No son estas, solamente, las virtudes y prácticas o actividades que debe poner el alma en ejercicio para alcanzar y conservar el Reino de Dios.  La escalera chiquita de la humildad necesita, como toda escalera, dos puntos de apoyo; uno para la base, otro para lo alto.  Son estos dos puntos tan imprescindibles por razón de nuestra débil condición humana, que sin ellos no nos sería posible ascender ni un solo peldaño; sin estos dos puntos de apoyo; la Penitencia y la Eucaristía, no podremos jamás llegar al último escalón; no podrá nunca el alma transformar en luz el barro que la ciñe, para ver y sentir la presencia de Dios.

He expuesto hasta aquí, como el Señor me ha permitido, qué es su santo Reino; qué medios debemos emplear para alcanzarlo, así como también para no perderlo; es decir: para perseverar hasta el fin.

El ansia de apostolado que debe latir en todo católico me incita a dar una forma cabal a este trabajo, exponiendo los métodos y medios a que debemos recurrir para llevar a Cristo a los demás; para que Cristo sea amado por todos; en una palabra: para que Cristo reine en la sociedad.

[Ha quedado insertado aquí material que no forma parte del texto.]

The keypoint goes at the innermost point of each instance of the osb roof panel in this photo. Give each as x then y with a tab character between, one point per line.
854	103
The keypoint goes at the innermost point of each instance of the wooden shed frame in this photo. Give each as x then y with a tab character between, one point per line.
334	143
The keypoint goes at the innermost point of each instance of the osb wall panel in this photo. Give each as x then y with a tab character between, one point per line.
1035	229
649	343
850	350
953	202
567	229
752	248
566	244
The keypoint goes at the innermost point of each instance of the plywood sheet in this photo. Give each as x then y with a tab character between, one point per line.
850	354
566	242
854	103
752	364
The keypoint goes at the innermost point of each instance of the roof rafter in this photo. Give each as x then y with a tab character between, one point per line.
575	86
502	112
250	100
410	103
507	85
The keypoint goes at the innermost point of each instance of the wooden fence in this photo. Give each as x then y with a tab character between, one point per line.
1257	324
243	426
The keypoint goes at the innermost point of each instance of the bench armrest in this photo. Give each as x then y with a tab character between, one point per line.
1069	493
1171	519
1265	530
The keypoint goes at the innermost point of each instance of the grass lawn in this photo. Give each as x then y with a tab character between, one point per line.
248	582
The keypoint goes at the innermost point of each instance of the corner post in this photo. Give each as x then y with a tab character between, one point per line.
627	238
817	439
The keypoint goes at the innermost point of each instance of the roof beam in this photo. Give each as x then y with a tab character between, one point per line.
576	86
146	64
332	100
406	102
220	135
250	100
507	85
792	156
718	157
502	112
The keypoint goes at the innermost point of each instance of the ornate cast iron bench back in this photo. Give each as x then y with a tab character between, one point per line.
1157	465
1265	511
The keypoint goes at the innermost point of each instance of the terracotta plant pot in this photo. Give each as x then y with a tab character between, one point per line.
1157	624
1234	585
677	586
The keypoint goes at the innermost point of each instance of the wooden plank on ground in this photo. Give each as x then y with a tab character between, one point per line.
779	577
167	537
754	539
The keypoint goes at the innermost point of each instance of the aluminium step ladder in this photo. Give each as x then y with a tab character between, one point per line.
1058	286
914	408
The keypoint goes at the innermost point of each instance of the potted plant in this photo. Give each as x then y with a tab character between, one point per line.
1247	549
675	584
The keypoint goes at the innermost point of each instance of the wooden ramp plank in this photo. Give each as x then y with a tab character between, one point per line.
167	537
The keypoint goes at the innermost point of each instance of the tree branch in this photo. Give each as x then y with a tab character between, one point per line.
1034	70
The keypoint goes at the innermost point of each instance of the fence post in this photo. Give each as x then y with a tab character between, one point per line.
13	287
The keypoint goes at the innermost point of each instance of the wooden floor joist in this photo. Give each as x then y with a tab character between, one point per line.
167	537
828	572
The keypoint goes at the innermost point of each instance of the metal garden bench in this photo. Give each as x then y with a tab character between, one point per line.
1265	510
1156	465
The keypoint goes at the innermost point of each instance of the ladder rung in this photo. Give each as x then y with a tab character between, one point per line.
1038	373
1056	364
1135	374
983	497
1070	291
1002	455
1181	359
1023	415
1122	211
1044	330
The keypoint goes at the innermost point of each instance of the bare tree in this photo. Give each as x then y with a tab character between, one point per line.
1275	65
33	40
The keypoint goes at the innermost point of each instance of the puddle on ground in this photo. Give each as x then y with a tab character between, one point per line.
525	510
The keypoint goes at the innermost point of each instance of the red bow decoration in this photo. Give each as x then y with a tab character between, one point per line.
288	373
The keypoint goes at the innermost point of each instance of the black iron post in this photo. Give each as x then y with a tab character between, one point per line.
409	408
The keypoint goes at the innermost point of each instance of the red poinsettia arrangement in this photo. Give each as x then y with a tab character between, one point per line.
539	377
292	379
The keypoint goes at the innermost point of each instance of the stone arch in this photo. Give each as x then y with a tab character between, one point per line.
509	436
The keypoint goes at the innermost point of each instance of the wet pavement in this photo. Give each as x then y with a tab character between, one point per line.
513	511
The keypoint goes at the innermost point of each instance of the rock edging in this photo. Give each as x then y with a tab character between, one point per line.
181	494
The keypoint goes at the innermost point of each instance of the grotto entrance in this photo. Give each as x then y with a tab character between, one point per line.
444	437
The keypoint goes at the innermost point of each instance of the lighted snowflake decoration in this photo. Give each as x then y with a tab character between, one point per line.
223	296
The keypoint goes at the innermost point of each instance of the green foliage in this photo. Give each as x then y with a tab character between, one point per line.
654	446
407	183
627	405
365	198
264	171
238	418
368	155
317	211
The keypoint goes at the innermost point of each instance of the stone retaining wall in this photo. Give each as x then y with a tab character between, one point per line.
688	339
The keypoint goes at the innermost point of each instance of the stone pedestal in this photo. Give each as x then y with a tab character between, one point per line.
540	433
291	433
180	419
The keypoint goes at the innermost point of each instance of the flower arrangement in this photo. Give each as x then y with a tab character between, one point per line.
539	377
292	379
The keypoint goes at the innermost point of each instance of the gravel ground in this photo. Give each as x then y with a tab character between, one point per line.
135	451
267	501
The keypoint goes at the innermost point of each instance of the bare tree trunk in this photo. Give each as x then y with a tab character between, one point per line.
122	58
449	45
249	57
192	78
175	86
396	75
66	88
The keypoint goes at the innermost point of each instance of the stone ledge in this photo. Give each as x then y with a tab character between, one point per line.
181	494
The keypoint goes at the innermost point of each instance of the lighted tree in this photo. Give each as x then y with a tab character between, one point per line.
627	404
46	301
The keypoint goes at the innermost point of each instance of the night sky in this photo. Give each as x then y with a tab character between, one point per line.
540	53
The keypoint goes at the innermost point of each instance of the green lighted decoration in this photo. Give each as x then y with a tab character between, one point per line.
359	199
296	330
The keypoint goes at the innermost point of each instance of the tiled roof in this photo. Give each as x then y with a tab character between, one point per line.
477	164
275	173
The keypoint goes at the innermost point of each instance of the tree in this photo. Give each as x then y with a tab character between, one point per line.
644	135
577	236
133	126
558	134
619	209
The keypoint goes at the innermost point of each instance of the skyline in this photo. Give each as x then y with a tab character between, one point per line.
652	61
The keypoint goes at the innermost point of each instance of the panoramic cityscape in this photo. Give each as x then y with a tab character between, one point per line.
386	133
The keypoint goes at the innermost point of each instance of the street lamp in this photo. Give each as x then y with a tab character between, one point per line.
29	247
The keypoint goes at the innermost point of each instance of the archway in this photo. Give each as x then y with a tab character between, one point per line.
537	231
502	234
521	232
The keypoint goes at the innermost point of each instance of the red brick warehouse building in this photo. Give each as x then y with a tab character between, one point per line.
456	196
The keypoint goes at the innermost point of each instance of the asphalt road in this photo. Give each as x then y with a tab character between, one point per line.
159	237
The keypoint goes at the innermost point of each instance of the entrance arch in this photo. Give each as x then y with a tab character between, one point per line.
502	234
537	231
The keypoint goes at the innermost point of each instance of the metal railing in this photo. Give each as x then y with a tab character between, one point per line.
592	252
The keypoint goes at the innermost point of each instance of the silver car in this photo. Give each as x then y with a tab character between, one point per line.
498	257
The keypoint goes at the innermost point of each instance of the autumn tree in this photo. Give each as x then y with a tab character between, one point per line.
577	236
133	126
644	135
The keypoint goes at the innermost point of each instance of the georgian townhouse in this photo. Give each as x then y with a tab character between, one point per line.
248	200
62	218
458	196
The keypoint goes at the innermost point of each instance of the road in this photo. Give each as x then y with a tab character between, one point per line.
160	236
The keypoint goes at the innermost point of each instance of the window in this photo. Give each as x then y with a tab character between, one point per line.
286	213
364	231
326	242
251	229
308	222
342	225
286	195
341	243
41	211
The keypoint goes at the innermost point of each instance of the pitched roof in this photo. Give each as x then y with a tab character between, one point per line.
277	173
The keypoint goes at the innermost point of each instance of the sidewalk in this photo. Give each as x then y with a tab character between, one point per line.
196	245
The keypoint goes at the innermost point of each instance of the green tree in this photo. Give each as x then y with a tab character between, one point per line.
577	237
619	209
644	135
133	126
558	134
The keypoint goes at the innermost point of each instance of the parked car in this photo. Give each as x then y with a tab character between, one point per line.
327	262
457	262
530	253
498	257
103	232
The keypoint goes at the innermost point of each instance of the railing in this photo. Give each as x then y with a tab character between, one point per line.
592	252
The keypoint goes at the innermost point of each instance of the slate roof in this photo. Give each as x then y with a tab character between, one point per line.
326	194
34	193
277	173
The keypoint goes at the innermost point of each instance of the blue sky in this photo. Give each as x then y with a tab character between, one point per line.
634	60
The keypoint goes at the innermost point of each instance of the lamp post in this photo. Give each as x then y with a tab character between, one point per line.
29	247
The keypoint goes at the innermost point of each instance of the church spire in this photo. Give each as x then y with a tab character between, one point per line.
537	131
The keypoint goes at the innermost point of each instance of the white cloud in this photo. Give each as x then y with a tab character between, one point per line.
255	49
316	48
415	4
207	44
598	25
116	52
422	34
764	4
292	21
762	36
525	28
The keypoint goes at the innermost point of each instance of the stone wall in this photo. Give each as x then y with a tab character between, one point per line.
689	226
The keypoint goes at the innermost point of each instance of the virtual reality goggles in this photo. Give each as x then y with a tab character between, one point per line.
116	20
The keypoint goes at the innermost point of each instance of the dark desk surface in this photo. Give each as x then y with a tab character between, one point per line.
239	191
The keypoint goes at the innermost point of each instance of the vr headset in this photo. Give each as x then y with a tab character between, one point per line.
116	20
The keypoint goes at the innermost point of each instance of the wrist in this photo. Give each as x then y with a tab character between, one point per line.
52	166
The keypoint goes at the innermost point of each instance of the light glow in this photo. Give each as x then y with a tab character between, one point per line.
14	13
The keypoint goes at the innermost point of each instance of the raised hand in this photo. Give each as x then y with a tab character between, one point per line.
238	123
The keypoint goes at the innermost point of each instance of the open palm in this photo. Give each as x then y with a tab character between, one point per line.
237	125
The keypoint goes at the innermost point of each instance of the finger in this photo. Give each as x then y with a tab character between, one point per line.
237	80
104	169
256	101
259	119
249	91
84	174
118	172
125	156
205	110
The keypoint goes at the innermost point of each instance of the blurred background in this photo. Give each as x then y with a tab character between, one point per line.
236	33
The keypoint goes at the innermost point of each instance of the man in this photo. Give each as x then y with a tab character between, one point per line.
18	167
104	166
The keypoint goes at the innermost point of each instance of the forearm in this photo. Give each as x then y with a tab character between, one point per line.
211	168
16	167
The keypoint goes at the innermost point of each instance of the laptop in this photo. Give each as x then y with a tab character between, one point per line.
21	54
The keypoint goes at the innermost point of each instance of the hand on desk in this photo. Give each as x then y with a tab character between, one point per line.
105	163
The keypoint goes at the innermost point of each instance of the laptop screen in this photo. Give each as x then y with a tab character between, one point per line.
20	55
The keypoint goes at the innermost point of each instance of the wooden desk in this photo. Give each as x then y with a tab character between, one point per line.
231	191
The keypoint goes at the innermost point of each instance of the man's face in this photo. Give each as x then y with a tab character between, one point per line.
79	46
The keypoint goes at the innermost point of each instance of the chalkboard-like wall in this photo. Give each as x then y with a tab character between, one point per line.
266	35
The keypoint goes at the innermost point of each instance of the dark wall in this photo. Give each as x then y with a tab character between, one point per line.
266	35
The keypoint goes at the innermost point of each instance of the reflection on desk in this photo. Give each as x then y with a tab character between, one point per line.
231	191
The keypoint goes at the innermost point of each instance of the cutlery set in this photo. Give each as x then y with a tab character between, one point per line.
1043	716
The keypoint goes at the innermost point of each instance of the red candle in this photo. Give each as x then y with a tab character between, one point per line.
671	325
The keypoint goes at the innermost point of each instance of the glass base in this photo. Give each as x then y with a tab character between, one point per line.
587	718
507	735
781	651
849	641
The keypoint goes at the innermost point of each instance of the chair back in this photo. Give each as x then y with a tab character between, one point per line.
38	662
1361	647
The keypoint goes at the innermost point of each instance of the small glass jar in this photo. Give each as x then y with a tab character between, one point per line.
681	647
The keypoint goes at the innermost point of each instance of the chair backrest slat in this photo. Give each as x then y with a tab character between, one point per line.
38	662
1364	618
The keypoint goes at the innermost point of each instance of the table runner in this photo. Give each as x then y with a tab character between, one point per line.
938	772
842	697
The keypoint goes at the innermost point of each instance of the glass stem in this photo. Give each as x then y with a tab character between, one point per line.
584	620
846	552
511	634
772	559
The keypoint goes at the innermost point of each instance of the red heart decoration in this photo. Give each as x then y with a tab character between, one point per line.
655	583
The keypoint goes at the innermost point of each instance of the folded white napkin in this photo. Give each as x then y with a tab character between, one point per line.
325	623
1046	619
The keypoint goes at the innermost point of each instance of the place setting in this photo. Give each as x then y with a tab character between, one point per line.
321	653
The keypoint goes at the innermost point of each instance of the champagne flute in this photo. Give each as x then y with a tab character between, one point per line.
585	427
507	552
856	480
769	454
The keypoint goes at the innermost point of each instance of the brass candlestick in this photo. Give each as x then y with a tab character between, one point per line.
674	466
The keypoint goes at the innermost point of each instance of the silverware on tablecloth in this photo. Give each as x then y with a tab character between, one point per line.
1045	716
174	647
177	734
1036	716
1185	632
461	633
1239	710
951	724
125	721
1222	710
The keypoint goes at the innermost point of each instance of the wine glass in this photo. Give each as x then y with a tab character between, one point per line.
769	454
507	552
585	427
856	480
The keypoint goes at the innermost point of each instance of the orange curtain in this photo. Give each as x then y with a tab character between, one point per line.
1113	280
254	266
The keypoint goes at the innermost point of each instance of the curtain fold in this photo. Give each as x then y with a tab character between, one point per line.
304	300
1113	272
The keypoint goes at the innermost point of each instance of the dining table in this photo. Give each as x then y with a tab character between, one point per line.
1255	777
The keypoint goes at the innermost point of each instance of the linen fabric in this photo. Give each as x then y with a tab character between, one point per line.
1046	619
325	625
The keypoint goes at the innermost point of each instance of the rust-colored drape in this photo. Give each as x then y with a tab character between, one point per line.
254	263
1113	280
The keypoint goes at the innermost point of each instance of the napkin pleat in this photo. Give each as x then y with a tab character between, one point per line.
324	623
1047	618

Mas, por razón de la extensión que ya va tomando este trabajo, me es preciso zanjarlo aquí; mas, no lo haré sin que antes consideremos que Cristo, por amor a nosotros, se humilló hasta el extremo de sufrir afrentas y muerte; que tras ésta resucitó para reinar por toda la eternidad; y que nosotros, si queremos ser dignos de su Reino, no tenemos otro camino que su camino: es decir; amarlo como El, como El nos amó; humillarnos por El, como El por nosotros se humilló; y esperar en El que habrá de resucitarnos de la misma manera que El resucitó, para decirnos amorosamente: venid, benditos de mi Padre, al Reino que os tengo preparado desde la eternidad.